Opini Tribun Timur
Strategi Membangun Ekosistem Literasi di Sulsel
Mempeingati Hari Guru Nasional (HGN), pada 25 November 2021 yang lalu, penulis kembali menggagas Guru Bermutu di Sulawesi Selatan

Membaca buku 25 menit setiap hari selama sepekan, akan menguasai 52.500 kata, berarti dalam setahun rutin membaca buku akan menguasai 2.550.000 kata.
Artinya, seseorang yang rutin membaca buku dalam keluarga selama setahun, maka mereka telah menamatkan membaca buku baru minimal 40 judul.
Nah, salah seorang psikolog sosial terkemuka dari Amerika, James W. Pennebaker menegaskan kalau membaca dan menulis adalah irisan yang tidak bisa dipisahkan.
Menurut Pennebaker, membaca dan menulis, sesungguhnya sebuah terapi kejiwaan bagi manusia yang sangat efektif.

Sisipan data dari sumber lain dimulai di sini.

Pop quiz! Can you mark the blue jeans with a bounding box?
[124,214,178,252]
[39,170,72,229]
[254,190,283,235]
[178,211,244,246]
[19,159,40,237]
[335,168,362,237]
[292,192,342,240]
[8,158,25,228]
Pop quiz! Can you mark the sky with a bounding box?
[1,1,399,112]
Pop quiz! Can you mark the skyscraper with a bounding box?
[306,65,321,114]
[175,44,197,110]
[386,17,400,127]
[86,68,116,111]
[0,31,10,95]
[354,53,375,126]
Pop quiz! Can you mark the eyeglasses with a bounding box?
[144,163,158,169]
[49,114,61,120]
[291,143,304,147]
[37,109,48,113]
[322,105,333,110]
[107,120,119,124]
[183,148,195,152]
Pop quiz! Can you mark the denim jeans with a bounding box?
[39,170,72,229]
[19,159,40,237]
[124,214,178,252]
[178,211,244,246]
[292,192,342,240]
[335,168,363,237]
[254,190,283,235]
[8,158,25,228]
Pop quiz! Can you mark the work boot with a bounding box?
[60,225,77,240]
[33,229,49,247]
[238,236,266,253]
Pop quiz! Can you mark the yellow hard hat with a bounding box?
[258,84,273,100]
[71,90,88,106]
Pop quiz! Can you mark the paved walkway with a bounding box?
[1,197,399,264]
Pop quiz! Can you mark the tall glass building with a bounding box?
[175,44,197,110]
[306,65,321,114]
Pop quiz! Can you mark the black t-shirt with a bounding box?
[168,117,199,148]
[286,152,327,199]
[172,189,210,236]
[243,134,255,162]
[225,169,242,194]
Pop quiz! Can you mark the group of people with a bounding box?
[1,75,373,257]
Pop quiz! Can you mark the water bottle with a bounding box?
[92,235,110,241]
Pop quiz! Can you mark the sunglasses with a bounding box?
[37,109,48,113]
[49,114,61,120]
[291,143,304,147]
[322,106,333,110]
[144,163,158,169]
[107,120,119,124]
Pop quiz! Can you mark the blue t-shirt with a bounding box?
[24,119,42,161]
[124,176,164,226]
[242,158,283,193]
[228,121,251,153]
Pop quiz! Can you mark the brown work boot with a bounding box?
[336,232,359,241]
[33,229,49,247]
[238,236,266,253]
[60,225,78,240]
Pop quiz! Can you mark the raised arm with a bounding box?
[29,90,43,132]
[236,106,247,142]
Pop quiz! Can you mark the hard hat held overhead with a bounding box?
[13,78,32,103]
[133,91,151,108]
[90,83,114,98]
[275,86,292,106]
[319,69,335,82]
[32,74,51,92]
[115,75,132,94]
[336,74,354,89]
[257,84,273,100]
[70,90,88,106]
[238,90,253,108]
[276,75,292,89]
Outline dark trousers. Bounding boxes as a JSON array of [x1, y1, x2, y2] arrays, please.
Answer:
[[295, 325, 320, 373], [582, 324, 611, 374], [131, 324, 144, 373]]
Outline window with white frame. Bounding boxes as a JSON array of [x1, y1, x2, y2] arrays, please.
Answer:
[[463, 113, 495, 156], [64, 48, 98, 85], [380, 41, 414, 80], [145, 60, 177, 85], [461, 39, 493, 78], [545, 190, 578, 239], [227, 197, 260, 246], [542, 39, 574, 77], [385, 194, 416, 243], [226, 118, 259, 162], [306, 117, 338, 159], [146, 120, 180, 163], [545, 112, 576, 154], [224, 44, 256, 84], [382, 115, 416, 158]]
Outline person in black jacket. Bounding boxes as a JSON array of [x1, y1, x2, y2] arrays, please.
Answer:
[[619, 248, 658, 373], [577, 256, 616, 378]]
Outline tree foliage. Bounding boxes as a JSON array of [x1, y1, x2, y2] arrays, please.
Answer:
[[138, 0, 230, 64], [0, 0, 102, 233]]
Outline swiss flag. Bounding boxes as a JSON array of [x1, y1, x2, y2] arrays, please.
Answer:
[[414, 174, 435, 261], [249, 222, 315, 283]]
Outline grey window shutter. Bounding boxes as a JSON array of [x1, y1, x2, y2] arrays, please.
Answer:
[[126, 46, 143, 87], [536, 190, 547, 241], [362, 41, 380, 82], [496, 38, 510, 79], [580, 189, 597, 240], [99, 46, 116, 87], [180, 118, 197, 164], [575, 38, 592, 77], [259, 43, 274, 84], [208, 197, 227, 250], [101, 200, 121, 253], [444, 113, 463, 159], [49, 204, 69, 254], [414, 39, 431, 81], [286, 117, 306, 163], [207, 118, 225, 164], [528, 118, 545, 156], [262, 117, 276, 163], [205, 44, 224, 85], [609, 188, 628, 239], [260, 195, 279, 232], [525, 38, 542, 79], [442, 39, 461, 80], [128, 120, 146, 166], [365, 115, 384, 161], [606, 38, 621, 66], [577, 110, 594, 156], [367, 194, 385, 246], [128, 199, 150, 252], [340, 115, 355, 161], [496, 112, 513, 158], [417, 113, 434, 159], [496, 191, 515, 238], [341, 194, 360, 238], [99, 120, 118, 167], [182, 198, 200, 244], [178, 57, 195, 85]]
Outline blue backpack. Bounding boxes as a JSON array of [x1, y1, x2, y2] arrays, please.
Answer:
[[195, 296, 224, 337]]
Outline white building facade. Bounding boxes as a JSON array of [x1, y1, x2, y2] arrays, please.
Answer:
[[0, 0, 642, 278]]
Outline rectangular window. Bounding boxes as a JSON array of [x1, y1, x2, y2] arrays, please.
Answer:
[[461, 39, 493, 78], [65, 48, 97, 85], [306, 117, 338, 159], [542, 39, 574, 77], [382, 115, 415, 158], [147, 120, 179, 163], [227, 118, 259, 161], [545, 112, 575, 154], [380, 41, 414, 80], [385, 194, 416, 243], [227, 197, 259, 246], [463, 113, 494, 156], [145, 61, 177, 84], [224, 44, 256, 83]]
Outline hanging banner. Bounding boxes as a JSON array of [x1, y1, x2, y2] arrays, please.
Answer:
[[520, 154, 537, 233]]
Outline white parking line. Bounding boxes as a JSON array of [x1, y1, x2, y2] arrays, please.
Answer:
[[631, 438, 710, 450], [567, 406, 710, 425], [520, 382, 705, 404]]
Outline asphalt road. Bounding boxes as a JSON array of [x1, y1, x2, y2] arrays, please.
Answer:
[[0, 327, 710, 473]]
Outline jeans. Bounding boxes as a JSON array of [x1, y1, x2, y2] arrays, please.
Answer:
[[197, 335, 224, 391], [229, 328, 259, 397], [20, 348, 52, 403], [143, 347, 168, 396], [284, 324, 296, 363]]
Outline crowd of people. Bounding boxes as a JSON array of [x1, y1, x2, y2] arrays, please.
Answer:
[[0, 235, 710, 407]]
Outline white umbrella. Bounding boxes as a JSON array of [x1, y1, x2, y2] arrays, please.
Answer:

Jadi, menulis dalam keluarga dibutuhkan waktu minimal setiap hari 35 menit dengan menghasilkan dua halaman tulisan.
Dalam sebulan, seseorang yang rutin menulis dua halaman, akan menghasilkan 60 halaman.
Berarti untuk menulis satu judul buku baru dibutuhkan waktu tiga bulan dengan jumlah 180 halaman tulisan.
Jujur kedengarannya tidak terlalu sulit membangun budaya membaca dan menulis buku. Asal saja, dibutuhkan dua hal, pertama tekad yang kuat dan kedua komitmen yang tegas.
Hanya dengan tekad yang kuat, bisa menjadi pemicu sekaligus penguat membaca dan menulis. Sebab tanpa tekad yang kuat, seseorang takkan bisa membangun kebudayaan membaca dan menulis.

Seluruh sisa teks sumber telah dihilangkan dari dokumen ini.